XXIII

Six days later, Juliana returned. I had waited for this moment like a man dying of thirst in a wilderness, and it seemed that she felt the same for she took me without further ado to her wardrobe room and gave me all that I had dreamt of in her absence and more. When we had finished making love, we lay on the bed smelling of each other and perfumed with cinnamon, citron, verbena, orris root, southernwood, lavender, cloves, galangale, saffron, grains of paradise, attar of roses, bitter almond, dried orange peel, and the honeyed fruit of the strawberry tree …

‘Let us lock the door, barricade ourselves in, and stay here always,’ I said to her.

‘That would be perfectly lovely,’ she replied, ‘though we might grow hungry. Spices are meant to provide flavour not nourishment.’

‘Is that what we are to each other, do you think? Flavour not nourishment?’

‘Very good flavour,’ she smiled.

Stupidly, I took umbrage.

‘You are not simply my food,’ I told her. ‘You are the air I breathe and the water that gives me life.

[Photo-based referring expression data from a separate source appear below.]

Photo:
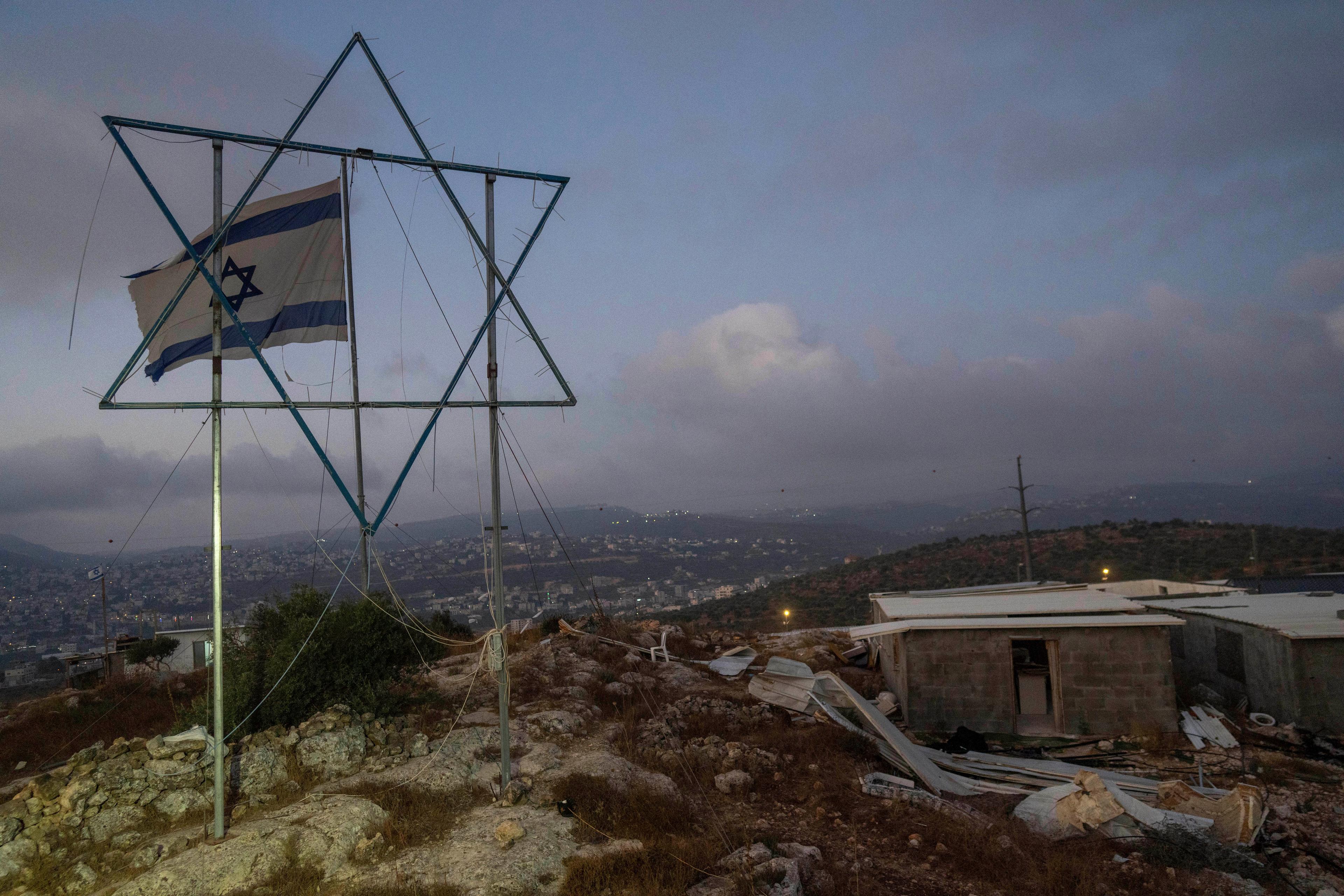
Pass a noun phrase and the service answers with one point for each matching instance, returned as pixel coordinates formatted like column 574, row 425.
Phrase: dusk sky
column 853, row 252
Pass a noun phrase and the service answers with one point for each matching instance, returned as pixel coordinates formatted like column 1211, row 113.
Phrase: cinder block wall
column 1115, row 680
column 1319, row 667
column 1268, row 665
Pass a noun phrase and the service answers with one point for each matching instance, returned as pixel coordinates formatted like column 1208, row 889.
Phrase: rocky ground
column 628, row 777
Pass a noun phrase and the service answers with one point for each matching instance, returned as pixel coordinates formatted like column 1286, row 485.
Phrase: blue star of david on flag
column 244, row 276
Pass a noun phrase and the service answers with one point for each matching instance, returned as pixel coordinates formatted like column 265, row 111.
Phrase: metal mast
column 217, row 559
column 354, row 362
column 1022, row 508
column 496, row 516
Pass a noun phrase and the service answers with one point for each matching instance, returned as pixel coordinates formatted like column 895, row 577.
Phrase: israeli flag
column 283, row 273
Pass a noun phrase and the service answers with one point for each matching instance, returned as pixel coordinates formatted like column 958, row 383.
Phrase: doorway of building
column 1035, row 683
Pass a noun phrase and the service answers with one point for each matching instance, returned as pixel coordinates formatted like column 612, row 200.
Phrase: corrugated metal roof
column 1294, row 616
column 1008, row 588
column 1006, row 605
column 1084, row 621
column 1291, row 583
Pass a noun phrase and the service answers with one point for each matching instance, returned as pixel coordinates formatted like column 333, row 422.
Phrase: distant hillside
column 1314, row 499
column 1138, row 550
column 17, row 553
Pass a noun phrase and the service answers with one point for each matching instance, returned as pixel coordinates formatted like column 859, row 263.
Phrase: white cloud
column 742, row 399
column 744, row 348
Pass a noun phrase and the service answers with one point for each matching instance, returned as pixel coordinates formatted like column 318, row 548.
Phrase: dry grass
column 50, row 730
column 414, row 814
column 294, row 879
column 679, row 844
column 1280, row 770
column 408, row 890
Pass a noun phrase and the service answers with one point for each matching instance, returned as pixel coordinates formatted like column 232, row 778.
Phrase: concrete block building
column 1283, row 653
column 1026, row 659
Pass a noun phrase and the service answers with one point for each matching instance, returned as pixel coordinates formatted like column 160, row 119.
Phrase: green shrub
column 358, row 656
column 154, row 652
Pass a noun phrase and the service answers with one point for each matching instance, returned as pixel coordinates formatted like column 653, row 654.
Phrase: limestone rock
column 471, row 858
column 541, row 758
column 334, row 753
column 608, row 849
column 113, row 821
column 420, row 746
column 638, row 680
column 509, row 832
column 15, row 856
column 175, row 804
column 554, row 723
column 81, row 879
column 158, row 749
column 619, row 773
column 320, row 833
column 785, row 872
column 75, row 797
column 733, row 782
column 259, row 771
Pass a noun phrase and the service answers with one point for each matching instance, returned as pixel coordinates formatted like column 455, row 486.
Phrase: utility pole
column 354, row 365
column 1022, row 508
column 217, row 556
column 496, row 515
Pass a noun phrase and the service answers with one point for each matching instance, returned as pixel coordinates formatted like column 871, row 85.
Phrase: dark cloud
column 84, row 473
column 744, row 401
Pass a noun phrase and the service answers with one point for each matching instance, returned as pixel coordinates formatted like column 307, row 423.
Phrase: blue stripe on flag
column 265, row 225
column 302, row 316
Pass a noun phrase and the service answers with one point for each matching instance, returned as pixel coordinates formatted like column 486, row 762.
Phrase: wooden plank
column 1214, row 729
column 924, row 769
column 883, row 747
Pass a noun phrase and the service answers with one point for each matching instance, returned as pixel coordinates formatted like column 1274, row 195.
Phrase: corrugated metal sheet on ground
column 1294, row 616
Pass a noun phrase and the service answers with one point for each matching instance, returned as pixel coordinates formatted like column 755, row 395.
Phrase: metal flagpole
column 107, row 656
column 496, row 516
column 354, row 362
column 217, row 559
column 1026, row 531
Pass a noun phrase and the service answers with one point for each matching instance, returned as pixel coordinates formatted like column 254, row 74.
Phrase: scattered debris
column 1091, row 803
column 878, row 784
column 1237, row 817
column 1205, row 726
column 734, row 662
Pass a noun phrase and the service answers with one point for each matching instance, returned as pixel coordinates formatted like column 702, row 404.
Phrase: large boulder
column 322, row 835
column 554, row 723
column 334, row 754
column 620, row 774
column 175, row 804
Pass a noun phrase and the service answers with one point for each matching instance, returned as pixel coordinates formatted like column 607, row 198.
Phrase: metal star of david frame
column 280, row 147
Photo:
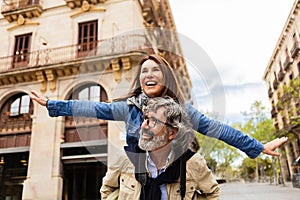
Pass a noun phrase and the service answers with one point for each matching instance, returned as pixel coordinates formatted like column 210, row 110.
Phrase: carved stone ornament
column 21, row 20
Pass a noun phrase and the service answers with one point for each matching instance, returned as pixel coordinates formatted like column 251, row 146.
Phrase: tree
column 260, row 126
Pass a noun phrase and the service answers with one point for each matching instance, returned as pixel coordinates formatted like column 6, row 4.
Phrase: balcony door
column 22, row 50
column 87, row 38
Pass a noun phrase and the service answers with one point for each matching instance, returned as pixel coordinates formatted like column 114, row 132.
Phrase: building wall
column 283, row 68
column 54, row 72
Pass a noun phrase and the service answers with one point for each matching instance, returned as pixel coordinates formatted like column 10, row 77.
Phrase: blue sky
column 239, row 37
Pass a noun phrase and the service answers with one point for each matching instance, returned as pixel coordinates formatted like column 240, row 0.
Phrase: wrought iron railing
column 112, row 46
column 12, row 5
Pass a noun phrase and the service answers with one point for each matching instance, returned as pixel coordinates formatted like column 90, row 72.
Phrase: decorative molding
column 51, row 77
column 127, row 68
column 42, row 79
column 117, row 70
column 22, row 22
column 86, row 7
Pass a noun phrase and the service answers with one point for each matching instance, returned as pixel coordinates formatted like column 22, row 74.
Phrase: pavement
column 258, row 191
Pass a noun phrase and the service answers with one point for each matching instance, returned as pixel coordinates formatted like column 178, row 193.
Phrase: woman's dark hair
column 171, row 88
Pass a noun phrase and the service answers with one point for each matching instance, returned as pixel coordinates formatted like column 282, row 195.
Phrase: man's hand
column 270, row 147
column 42, row 100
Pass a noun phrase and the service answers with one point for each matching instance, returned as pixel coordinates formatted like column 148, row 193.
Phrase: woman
column 155, row 78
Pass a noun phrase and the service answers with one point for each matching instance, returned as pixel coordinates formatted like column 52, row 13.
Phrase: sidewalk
column 259, row 191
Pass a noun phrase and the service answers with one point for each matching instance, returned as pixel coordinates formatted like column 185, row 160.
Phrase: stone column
column 44, row 180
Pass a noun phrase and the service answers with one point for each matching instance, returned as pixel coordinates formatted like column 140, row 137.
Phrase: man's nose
column 144, row 124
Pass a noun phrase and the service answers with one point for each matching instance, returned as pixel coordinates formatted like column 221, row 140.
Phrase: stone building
column 71, row 49
column 282, row 79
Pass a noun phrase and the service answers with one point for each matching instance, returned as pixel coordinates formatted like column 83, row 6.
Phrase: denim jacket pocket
column 128, row 185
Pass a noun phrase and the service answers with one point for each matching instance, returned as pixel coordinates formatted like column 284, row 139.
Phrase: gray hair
column 178, row 118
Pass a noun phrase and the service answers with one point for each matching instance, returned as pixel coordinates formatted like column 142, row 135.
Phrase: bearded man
column 162, row 166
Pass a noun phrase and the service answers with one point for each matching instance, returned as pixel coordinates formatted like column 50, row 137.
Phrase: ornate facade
column 71, row 49
column 282, row 77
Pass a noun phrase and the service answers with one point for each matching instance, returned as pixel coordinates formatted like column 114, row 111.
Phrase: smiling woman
column 154, row 78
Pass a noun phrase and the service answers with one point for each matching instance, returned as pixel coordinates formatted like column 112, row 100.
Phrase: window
column 20, row 106
column 91, row 93
column 87, row 38
column 21, row 50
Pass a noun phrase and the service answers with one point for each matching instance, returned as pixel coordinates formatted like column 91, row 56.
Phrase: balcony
column 287, row 63
column 82, row 3
column 281, row 75
column 274, row 112
column 24, row 8
column 270, row 92
column 295, row 49
column 275, row 84
column 67, row 56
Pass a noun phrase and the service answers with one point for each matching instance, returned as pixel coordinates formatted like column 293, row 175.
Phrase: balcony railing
column 112, row 46
column 275, row 84
column 12, row 10
column 288, row 61
column 281, row 75
column 295, row 49
column 13, row 5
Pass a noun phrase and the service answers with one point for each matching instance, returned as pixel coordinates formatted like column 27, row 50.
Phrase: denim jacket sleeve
column 117, row 111
column 229, row 135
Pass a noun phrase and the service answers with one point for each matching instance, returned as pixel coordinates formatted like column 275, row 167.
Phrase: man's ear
column 172, row 134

I am sorry that I do not provide the same for you.’

‘Don’t be silly, Bertold,’ she said. ‘You know what you are for me, but I must have other considerations. You do not have children. My daughters are rooted in my life and I in theirs. My father is another such. They do not take me away from you; they co-exist. You, they, all of you are nourishment. I give myself entirely to you as a lover, but as a mother and a daughter I belong to others.’

My silly anger subsided.

‘Of course, you are right,’ I said.

‘And it is because of these others that we cannot lock ourselves away. These are dangerous times, Bertold. My days with my father have taught me just how dangerous. We may yet be caught up in something – a web, a plot, a trap, an accident even – born of these evil days, which undoes us all.’

‘I will protect you and the girls in all events,’ I said. ‘Or I shall die in the attempt.’

‘I know you will, my Latiner. But let us hope that it does not come to that.’

I was unsettled by her forebodings, for I trusted her judgment, but I was young and still believed in the triumph of good in the tournament against evil.